Acetate is a short-chain fatty acid (SFA) that is the major substrate for de novo fatty acid synthesis. The mammalian target of rapamycin/eukaryotic initiation factor 4E (mTOR/eIF4E) signaling pathway is involved in fat synthesis. However, the effect and mechanism of acetate on fatty acid synthesis by the mTOR/eIF4E signaling pathway is unclear in bovine mammary epithelial cells (BMECs). The objectives of this study were to investigate the effect of acetate on cell viability, triacylglycerol (TG), and mRNA expression of the genes related to lipid synthesis. The mechanism of acetate regulation milk fat synthesis through the mTOR/eIF4E signaling pathway was assessed by blocking the mTOR signaling pathway and silencing eIF4E in BMECs.
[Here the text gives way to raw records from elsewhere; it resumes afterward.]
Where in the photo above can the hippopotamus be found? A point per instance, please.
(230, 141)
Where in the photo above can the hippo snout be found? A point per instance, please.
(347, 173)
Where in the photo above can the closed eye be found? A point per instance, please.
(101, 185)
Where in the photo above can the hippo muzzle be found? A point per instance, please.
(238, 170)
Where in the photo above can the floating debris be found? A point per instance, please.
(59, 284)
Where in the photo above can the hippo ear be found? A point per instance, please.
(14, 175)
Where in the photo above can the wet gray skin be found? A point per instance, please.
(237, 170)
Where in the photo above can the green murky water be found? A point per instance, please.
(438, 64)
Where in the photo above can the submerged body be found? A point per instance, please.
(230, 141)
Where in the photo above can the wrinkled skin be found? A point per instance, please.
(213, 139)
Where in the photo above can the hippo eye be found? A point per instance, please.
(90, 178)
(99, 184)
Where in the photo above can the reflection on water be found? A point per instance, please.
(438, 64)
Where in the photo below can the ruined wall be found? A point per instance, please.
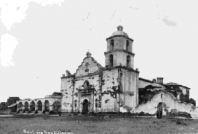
(143, 84)
(66, 90)
(130, 88)
(170, 101)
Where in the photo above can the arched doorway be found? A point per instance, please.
(20, 106)
(32, 106)
(56, 106)
(160, 108)
(85, 109)
(47, 106)
(26, 106)
(39, 105)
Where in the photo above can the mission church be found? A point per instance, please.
(116, 87)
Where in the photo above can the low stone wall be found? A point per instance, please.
(170, 104)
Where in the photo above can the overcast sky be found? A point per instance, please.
(41, 39)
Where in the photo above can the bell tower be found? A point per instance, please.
(119, 50)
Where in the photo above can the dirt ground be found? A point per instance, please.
(96, 125)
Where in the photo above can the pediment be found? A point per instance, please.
(88, 66)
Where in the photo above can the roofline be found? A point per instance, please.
(119, 36)
(123, 67)
(119, 51)
(176, 85)
(146, 80)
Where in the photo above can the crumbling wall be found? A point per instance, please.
(171, 104)
(143, 84)
(130, 88)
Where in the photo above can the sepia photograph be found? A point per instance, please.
(98, 67)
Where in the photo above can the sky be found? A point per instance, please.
(41, 39)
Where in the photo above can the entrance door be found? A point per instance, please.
(160, 109)
(85, 106)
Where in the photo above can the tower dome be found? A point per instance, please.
(119, 32)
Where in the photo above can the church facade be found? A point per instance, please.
(94, 88)
(116, 87)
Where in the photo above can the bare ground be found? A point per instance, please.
(96, 125)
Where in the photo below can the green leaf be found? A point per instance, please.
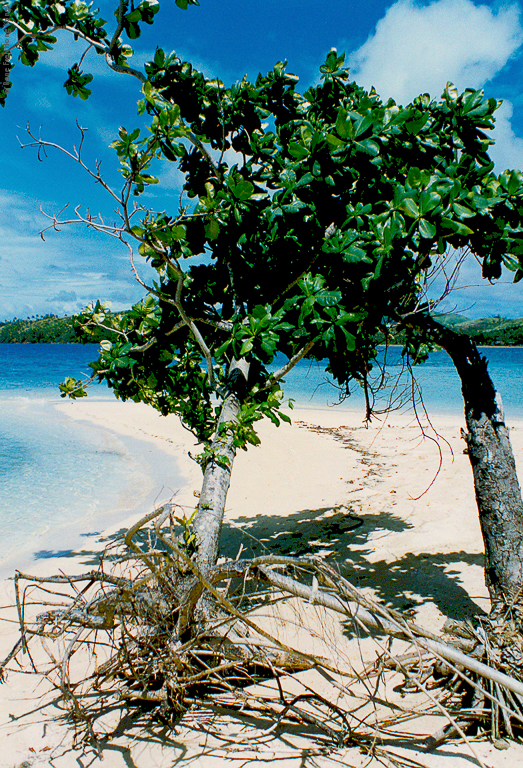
(427, 229)
(514, 182)
(457, 226)
(334, 140)
(344, 125)
(243, 190)
(410, 207)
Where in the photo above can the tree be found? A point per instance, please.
(308, 227)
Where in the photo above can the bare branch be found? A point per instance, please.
(281, 372)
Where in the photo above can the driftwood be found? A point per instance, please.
(148, 629)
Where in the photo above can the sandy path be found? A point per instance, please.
(363, 498)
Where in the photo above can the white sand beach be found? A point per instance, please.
(375, 500)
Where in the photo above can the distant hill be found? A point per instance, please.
(488, 331)
(50, 329)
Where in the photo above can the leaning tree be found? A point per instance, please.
(308, 227)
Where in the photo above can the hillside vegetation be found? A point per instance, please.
(50, 329)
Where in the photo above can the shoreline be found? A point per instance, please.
(361, 497)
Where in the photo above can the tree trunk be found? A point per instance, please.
(498, 494)
(217, 475)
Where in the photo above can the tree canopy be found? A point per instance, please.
(308, 223)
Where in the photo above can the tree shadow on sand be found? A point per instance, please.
(342, 538)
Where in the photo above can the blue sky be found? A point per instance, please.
(402, 48)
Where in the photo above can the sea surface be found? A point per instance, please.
(62, 480)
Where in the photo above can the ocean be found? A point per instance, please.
(62, 480)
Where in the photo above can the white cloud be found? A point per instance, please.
(507, 152)
(419, 48)
(61, 274)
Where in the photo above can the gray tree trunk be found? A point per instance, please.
(217, 475)
(498, 493)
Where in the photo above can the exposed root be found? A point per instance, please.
(146, 632)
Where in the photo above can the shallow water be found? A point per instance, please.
(60, 477)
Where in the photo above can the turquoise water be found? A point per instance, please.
(59, 476)
(436, 381)
(62, 480)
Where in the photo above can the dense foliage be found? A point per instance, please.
(308, 226)
(48, 329)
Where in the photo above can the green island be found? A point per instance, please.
(50, 329)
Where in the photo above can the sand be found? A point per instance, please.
(392, 504)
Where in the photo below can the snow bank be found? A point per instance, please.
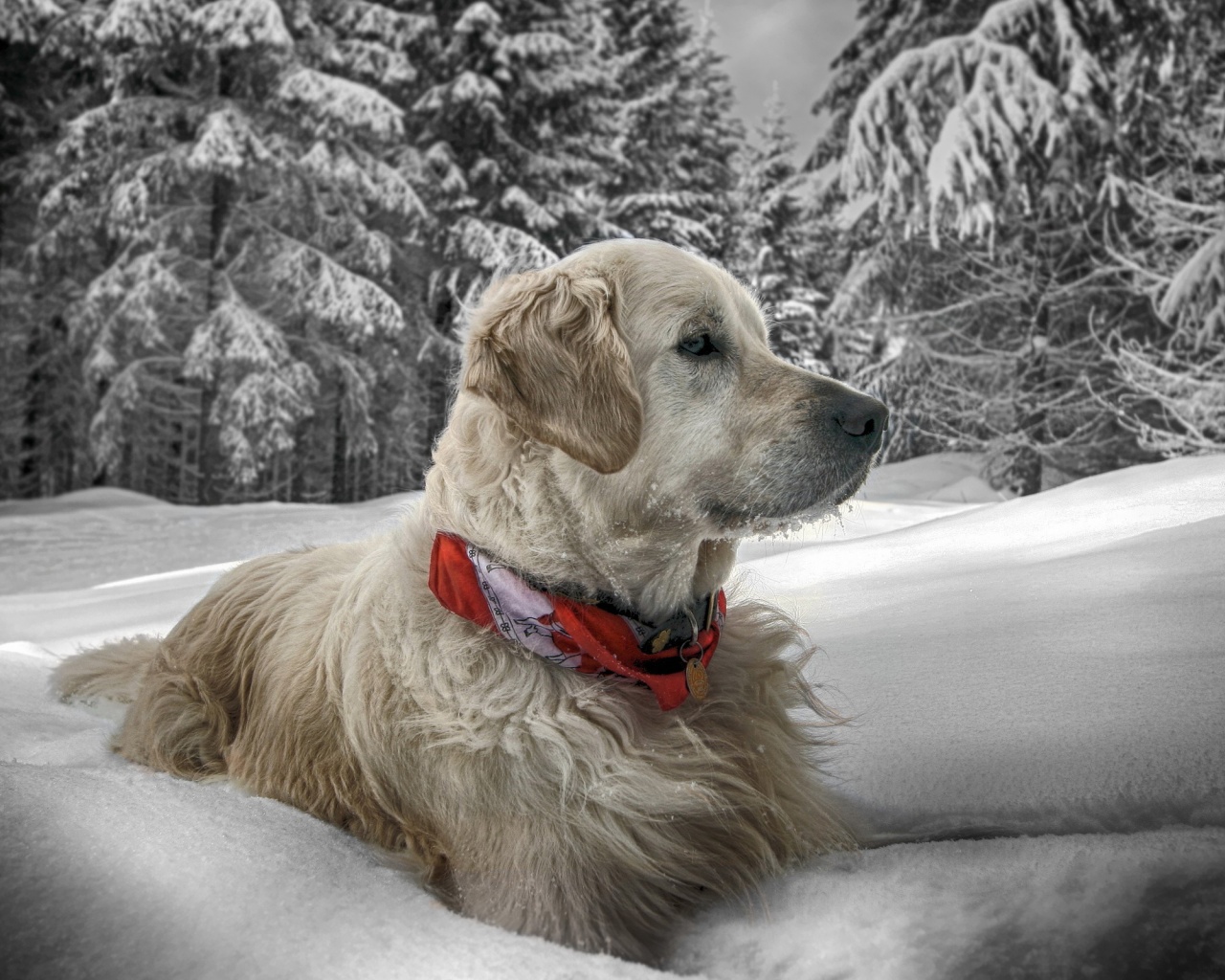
(1037, 747)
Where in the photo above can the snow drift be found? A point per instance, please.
(1037, 753)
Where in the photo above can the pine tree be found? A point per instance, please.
(1018, 136)
(42, 413)
(673, 176)
(512, 131)
(774, 241)
(218, 212)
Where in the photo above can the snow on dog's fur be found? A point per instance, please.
(620, 423)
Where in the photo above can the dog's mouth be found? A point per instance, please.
(772, 513)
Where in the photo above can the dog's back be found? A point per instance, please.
(243, 687)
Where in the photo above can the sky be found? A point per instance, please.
(789, 42)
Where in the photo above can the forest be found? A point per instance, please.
(239, 237)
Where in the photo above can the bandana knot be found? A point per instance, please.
(669, 658)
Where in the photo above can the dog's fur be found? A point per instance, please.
(593, 455)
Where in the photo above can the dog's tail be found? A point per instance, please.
(113, 670)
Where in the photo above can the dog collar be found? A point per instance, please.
(669, 658)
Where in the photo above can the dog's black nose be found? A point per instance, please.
(862, 418)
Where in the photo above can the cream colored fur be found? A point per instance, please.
(590, 454)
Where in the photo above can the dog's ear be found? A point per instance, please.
(546, 349)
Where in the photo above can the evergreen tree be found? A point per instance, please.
(674, 174)
(774, 249)
(42, 412)
(1026, 136)
(512, 131)
(218, 212)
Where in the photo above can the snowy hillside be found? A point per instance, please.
(1037, 752)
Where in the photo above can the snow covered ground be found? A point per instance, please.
(1037, 687)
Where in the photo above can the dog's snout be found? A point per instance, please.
(862, 418)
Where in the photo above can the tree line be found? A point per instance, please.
(239, 237)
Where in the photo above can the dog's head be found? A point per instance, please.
(650, 372)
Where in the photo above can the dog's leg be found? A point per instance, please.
(113, 670)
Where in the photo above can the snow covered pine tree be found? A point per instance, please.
(215, 210)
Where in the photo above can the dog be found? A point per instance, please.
(533, 691)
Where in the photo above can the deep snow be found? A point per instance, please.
(1037, 687)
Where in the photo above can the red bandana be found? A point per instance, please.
(568, 633)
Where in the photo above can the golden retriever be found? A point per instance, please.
(620, 423)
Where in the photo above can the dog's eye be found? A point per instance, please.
(700, 345)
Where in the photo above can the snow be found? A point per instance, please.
(1036, 755)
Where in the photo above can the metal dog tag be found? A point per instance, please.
(696, 679)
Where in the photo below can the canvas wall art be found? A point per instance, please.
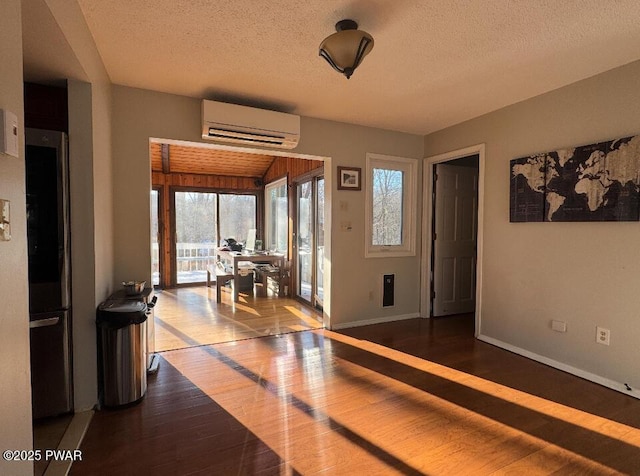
(596, 182)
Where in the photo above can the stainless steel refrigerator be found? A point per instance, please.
(47, 187)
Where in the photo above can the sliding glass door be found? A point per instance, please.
(202, 220)
(195, 234)
(309, 240)
(156, 238)
(276, 237)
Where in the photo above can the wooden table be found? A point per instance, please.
(233, 258)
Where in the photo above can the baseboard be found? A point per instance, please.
(70, 441)
(619, 387)
(377, 320)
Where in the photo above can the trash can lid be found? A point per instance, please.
(121, 313)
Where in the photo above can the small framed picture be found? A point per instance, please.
(349, 178)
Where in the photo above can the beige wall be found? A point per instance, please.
(15, 401)
(585, 274)
(140, 114)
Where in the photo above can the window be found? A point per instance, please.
(237, 215)
(276, 216)
(391, 206)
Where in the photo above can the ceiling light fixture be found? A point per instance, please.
(345, 49)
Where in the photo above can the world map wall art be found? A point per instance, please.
(597, 182)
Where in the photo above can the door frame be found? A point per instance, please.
(427, 227)
(312, 176)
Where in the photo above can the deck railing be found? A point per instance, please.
(191, 260)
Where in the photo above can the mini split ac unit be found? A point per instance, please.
(249, 126)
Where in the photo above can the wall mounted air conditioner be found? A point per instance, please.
(249, 126)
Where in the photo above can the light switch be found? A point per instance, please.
(5, 219)
(8, 133)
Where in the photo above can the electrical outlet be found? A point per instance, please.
(603, 336)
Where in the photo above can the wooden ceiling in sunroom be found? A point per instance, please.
(170, 158)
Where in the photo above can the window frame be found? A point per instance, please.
(283, 181)
(409, 205)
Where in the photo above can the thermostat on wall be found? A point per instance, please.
(8, 133)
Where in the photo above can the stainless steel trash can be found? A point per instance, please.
(122, 348)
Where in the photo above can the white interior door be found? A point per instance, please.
(454, 240)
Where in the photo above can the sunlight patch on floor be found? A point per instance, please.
(552, 409)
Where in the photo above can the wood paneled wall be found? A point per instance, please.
(292, 166)
(204, 181)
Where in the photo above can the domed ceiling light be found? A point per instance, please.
(345, 49)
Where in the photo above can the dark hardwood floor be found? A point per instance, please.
(409, 397)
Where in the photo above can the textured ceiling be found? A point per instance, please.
(435, 62)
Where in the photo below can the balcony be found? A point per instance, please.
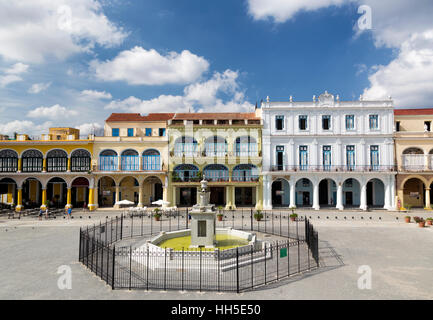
(334, 168)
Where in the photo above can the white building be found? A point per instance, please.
(328, 153)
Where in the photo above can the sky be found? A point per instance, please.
(74, 62)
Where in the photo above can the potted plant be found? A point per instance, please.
(293, 216)
(157, 214)
(258, 215)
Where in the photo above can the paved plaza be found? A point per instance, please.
(398, 254)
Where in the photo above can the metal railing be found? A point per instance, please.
(122, 266)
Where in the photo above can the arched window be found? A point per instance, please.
(186, 173)
(216, 173)
(246, 146)
(216, 147)
(130, 160)
(32, 161)
(108, 161)
(245, 172)
(8, 161)
(185, 146)
(57, 161)
(151, 160)
(80, 160)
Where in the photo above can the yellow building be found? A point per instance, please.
(223, 147)
(131, 159)
(51, 170)
(414, 157)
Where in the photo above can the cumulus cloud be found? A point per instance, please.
(199, 97)
(33, 31)
(54, 112)
(39, 87)
(12, 73)
(139, 66)
(95, 95)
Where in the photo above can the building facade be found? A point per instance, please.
(328, 153)
(223, 147)
(414, 157)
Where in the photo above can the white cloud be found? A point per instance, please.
(283, 10)
(11, 74)
(95, 95)
(397, 24)
(39, 87)
(90, 128)
(198, 97)
(139, 66)
(23, 127)
(54, 112)
(33, 31)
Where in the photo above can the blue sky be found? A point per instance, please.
(73, 62)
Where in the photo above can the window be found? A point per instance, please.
(303, 157)
(350, 122)
(279, 122)
(350, 158)
(374, 157)
(374, 122)
(326, 122)
(327, 158)
(303, 122)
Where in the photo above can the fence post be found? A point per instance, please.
(237, 269)
(130, 266)
(113, 273)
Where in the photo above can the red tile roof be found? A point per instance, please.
(135, 117)
(413, 112)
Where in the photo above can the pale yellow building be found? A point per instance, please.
(414, 157)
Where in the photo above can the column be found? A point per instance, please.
(69, 198)
(340, 196)
(316, 205)
(292, 193)
(427, 198)
(19, 206)
(44, 198)
(363, 202)
(140, 196)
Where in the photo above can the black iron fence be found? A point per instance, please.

Third-passage BMECs were allocated to 6 treatments including 0, 4, 6, 8, 10, and 12 mM acetate to evaluate the effect of acetate on lipid synthesis; the optimum concentration in the first study was selected for the subsequent study. Subsequently, cells were randomly allocated to 4 treatments, 1 control group and 3 treated groups, consisting of acetate (6 mM), rapamycin (100 nM), and acetate + rapamycin to test the role of mTOR signaling pathway response to acetate in milk lipid synthesis. Finally, eIF4E was silenced by small interfering RNA (siRNA) to detect the role of eIF4E in milk lipid synthesis. Treatments included control, eIF4E siRNA, acetate (6 mM), and acetate+ eIF4E siRNA. Results showed that acetate increased TG accumulation and the relative expression of fatty acid synthase (FASN), acetyl-coenzyme A carboxylase α (ACACA), fatty acid-binding protein 3 (FABP3), sterol regulatory element binding protein 1 (SREBP1), peroxisome proliferator-activated receptor gamma (PPARG), mTOR, eIF4E, P70 ribosomal protein S6 kinase-1 (S6K1), and 4E-binding protein-1 (4EBP1) in a dose-dependent manner. Rapamycin effectively inhibited the positive effect of acetate on the relative expression of mTOR, eIF4E, S6K1, 4EBP1, FASN, ACACA, FABP3, stearoyl-CoA desaturase (SCD1), SREBP1, and PPARG. The upregulation of acetate on the relative expressions of FASN, ACACA, SCD1, and SREBP1 was suppressed when eIF4E was knocked down. It suggested that acetate regulated milk fat synthesis through mTOR/eIF4E signaling pathway in BMECs.
醋酸盐是一种短链脂肪酸 (SFA),是从头合成脂肪酸的主要底物。哺乳动物雷帕霉素靶蛋白/真核起始因子 4E (mTOR/eIF4E) 信号通路参与脂肪合成。然而,在奶牛乳腺上皮细胞 (BMEC) 中,醋酸盐对 mTOR/eIF4E 信号通路的脂肪酸合成的影响和机制尚不清楚。本研究旨在探讨醋酸盐对细胞活力、三酰基甘油 (TG) 和与脂质合成相关基因的 mRNA 表达的影响。通过阻断 mTOR 信号通路和沉默 BMECs 中的 eIF4E,评估醋酸盐通过 mTOR/eIF4E 信号通路调节乳脂肪合成的机制。将第 3 代 BMEC 分配到 6 种处理组,包括 0、4、6、8、10 和 12 mM 醋酸盐,以评估醋酸盐对脂质合成的影响;在第一项研究中选择最佳浓度用于后续研究。随后,细胞被随机分配到 4 种处理组,1 个对照组和 3 个处理组,包括醋酸盐 (6 mM)、雷帕霉素 (100 nM) 和醋酸盐+雷帕霉素,以测试 mTOR 信号通路对醋酸盐在乳脂合成中的反应的作用。最后,通过小干扰 RNA (siRNA) 沉默 eIF4E,以检测 eIF4E 在乳脂合成中的作用。处理组包括对照组、eIF4E siRNA、醋酸盐 (6 mM) 和醋酸盐+eIF4E siRNA。结果表明,醋酸盐呈剂量依赖性增加 TG 积累和脂肪酸合成酶 (FASN)、乙酰辅酶 A 羧化酶 α (ACACA)、脂肪酸结合蛋白 3 (FABP3)、固醇调节元件结合蛋白 1 (SREBP1)、过氧化物酶体增殖物激活受体 γ (PPARG)、mTOR、eIF4E、p70 核糖体蛋白 S6 激酶 1 (S6K1) 和 4E 结合蛋白 1 (4EBP1) 的相对表达。雷帕霉素能有效抑制醋酸盐对 mTOR、eIF4E、S6K1、4EBP1、FASN、ACACA、FABP3、硬脂酰辅酶 A 去饱和酶 (SCD1)、SREBP1 和 PPARG 相对表达的正向作用。当沉默 eIF4E 时,醋酸盐对 FASN、ACACA、SCD1 和 SREBP1 相对表达的上调作用受到抑制。这表明醋酸盐通过 mTOR/eIF4E 信号通路调节 BMECs 中的乳脂肪合成。